Dailey also alleged that Microsoft was aware of that lower offer when it said that Motorola was demanding far larger royalties.
Dailey noted that a 50-cent royalty on 300 million copies of Windows would net Motorola just $150 million.
Not surprisingly, a spokesperson for Microsoft disputed Motorola’s account, telling AllThingsD that it didn’t see the 50-cent proposal until just two days ago.
But it is even more of a hairball than that, when the roles are reversed.
Dailey said that Motorola has offered to pay Microsoft a 33-cent fee for every Android phone that uses its ActiveSync software, to avoid a U.S. International Trade Commission ruling scheduled to go into effect July 17.
“We are willing to take an ActiveSync license at that price, and we believe they are obligated to consider and accept that,” Dailey said.
But, in a statement given to AllThingsD, Horacio Gutierrez, Microsoft’s corporate vice president and deputy general counsel, slagged both Motorola and the search giant for what he suggests are untoward tactics.

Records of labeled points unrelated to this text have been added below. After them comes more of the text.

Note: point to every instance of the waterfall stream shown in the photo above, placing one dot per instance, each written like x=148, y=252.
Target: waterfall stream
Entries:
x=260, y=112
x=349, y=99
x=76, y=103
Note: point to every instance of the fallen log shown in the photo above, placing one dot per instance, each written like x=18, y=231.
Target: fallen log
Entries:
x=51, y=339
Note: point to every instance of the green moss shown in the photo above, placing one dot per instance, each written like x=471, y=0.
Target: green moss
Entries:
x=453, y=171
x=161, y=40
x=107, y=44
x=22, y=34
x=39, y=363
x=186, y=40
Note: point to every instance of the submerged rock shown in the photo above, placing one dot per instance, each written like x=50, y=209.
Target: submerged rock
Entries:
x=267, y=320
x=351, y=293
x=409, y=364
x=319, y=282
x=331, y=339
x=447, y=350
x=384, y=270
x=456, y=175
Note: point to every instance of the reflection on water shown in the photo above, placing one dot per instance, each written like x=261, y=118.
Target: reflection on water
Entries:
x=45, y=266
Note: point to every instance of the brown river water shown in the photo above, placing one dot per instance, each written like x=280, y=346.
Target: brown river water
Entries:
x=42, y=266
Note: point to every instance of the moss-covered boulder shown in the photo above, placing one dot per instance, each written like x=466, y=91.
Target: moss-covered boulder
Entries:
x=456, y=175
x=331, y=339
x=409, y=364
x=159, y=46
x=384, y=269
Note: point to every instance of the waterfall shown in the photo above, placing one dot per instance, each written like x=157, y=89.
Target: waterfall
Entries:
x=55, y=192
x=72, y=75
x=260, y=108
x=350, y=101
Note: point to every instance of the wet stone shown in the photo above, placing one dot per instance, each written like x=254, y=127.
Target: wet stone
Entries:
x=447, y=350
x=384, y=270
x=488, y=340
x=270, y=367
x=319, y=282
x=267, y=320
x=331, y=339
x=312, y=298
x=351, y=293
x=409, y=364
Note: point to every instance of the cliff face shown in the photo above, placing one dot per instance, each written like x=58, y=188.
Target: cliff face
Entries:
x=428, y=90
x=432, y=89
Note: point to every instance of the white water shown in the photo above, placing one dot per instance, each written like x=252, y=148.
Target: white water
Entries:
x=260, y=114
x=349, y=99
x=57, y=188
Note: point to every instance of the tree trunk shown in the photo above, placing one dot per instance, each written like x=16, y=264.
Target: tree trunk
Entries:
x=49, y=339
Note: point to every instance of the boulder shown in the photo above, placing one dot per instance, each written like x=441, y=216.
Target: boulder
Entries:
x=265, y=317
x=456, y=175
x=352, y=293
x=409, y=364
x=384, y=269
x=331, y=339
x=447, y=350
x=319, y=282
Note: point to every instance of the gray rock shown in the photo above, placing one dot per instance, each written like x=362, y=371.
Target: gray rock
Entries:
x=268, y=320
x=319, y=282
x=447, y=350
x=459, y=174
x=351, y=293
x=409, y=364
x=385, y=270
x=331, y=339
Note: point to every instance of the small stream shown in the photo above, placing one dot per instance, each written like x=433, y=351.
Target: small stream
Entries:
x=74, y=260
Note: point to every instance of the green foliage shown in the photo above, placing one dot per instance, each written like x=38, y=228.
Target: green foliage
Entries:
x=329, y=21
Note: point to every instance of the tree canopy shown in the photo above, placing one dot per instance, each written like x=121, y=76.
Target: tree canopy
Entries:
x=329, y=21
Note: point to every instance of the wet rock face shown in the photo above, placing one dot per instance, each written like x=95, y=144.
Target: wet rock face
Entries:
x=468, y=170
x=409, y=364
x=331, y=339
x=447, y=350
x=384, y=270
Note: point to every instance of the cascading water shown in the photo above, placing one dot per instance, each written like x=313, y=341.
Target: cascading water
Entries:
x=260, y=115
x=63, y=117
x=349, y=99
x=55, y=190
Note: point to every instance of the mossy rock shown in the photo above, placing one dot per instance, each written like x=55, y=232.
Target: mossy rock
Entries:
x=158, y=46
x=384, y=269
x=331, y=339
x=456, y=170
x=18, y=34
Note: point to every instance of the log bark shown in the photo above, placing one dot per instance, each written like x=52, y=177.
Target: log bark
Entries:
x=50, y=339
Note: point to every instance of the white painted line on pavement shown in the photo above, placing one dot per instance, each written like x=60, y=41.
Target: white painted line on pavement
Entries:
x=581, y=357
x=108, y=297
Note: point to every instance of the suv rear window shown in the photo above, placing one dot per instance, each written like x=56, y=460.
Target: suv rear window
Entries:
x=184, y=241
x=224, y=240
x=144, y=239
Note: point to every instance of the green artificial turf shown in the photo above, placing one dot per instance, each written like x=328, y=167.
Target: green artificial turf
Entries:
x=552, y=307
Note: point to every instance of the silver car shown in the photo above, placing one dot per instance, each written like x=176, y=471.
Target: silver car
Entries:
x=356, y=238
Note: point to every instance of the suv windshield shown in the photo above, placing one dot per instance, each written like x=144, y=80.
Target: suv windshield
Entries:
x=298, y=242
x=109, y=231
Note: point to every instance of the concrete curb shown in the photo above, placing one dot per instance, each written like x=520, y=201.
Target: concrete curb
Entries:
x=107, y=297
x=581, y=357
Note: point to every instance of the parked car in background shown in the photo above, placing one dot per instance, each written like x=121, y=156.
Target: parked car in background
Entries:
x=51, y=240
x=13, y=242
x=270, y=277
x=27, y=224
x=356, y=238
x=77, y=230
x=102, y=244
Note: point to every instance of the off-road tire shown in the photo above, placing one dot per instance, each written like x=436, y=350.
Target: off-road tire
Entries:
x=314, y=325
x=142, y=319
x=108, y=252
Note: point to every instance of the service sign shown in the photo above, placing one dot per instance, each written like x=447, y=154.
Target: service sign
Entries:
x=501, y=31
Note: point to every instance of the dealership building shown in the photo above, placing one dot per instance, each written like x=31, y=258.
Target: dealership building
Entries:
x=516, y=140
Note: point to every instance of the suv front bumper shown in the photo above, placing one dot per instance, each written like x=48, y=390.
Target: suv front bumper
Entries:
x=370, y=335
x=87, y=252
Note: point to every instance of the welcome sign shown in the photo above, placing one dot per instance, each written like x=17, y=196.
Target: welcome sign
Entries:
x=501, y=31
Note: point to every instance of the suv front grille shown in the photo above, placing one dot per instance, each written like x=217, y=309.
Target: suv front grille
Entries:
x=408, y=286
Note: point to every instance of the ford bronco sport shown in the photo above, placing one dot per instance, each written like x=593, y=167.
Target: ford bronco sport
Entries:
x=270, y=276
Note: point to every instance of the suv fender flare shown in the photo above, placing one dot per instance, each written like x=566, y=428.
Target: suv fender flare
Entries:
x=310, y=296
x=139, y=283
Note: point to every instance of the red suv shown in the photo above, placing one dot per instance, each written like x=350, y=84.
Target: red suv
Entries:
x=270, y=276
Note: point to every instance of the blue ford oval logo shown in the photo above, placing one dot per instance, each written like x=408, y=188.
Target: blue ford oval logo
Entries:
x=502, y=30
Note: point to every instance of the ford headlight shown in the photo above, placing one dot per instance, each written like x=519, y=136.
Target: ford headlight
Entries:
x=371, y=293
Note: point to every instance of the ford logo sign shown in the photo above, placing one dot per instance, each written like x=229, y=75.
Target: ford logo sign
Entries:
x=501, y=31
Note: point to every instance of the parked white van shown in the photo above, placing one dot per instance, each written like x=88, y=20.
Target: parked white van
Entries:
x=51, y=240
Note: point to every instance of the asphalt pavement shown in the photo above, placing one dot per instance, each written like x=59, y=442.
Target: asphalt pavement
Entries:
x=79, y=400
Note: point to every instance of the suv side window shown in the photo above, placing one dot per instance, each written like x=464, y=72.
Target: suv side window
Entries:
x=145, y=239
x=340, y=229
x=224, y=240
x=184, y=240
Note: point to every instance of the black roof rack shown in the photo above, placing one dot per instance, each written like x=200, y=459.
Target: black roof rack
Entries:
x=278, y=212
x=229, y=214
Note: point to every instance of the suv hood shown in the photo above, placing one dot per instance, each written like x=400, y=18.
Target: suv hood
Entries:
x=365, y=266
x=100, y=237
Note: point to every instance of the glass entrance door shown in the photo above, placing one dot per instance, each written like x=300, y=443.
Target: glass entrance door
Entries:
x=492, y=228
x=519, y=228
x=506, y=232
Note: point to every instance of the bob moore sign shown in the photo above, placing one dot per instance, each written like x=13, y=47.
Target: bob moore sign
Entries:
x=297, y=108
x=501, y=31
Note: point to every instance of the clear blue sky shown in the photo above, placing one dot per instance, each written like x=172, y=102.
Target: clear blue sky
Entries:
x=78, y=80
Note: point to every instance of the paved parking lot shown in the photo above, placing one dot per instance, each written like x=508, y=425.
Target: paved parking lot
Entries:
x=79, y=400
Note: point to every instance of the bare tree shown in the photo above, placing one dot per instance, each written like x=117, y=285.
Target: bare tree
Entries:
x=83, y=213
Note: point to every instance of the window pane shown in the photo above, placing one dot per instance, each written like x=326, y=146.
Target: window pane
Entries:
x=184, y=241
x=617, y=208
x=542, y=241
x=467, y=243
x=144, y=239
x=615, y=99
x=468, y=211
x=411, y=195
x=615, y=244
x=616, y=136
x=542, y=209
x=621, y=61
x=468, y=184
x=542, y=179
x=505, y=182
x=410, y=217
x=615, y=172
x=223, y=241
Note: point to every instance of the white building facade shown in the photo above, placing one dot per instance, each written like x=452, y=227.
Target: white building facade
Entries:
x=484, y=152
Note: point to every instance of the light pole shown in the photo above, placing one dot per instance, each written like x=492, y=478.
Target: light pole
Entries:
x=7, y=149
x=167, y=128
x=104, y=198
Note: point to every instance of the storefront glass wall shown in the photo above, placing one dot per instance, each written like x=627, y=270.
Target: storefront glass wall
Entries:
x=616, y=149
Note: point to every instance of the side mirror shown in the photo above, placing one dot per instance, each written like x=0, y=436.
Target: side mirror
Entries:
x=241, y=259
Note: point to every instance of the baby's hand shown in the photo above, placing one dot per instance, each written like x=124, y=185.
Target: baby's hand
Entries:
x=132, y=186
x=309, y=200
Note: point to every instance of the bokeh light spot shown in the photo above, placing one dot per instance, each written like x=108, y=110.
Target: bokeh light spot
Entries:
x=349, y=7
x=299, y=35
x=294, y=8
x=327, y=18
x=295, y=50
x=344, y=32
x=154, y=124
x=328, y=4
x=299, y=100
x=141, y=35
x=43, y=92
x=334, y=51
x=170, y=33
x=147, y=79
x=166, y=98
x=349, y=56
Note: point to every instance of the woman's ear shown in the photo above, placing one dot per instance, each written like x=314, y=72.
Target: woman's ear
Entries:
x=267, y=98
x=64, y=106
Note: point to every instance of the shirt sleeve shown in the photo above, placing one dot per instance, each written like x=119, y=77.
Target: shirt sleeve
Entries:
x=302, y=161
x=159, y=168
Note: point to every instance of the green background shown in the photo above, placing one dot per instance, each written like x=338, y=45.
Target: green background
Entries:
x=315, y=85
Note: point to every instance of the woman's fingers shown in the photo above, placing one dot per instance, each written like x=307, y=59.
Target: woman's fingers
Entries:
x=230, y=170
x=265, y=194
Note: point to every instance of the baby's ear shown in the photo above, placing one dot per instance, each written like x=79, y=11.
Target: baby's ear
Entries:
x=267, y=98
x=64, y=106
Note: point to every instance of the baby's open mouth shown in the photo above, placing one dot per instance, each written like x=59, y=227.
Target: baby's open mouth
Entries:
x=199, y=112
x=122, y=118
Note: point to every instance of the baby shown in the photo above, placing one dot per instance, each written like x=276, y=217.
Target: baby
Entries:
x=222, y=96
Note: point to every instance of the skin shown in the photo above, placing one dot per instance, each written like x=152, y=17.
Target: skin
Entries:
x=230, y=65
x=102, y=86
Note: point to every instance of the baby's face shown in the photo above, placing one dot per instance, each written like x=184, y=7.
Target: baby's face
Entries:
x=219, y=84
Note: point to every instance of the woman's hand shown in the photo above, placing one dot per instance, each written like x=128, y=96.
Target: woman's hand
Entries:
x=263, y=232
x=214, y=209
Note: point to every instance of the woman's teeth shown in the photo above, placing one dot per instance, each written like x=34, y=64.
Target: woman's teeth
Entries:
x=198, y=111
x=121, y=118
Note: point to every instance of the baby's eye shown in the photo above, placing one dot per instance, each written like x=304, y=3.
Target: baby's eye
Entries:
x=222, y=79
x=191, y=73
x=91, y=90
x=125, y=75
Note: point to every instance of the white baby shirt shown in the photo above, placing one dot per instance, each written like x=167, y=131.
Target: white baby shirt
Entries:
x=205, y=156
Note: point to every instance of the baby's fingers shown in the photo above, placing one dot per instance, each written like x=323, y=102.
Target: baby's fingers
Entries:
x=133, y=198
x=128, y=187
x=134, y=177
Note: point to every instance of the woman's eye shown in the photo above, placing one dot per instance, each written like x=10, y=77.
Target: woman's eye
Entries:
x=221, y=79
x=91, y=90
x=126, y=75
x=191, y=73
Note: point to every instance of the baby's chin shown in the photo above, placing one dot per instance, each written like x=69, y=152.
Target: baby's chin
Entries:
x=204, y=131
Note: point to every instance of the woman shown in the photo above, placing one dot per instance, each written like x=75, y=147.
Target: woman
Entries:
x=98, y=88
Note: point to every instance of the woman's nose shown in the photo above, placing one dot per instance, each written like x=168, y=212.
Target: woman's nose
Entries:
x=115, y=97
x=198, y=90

“While we welcome any good faith settlement effort, it’s hard to apply that label to a demand that Microsoft pay royalties to Google far in excess of market rates, that refuses to license all the Microsoft patents infringed by Motorola, and that is promptly leaked to the press,” said Gutierrez. “At a time when the FTC, prominent members of Congress and leading companies from across the industry are expressing concern about Google’s refusal to honor its obligations to standards bodies, this appears to be little more than an effort to change the subject.”
In other words, just another typical day between Microsoft and Google.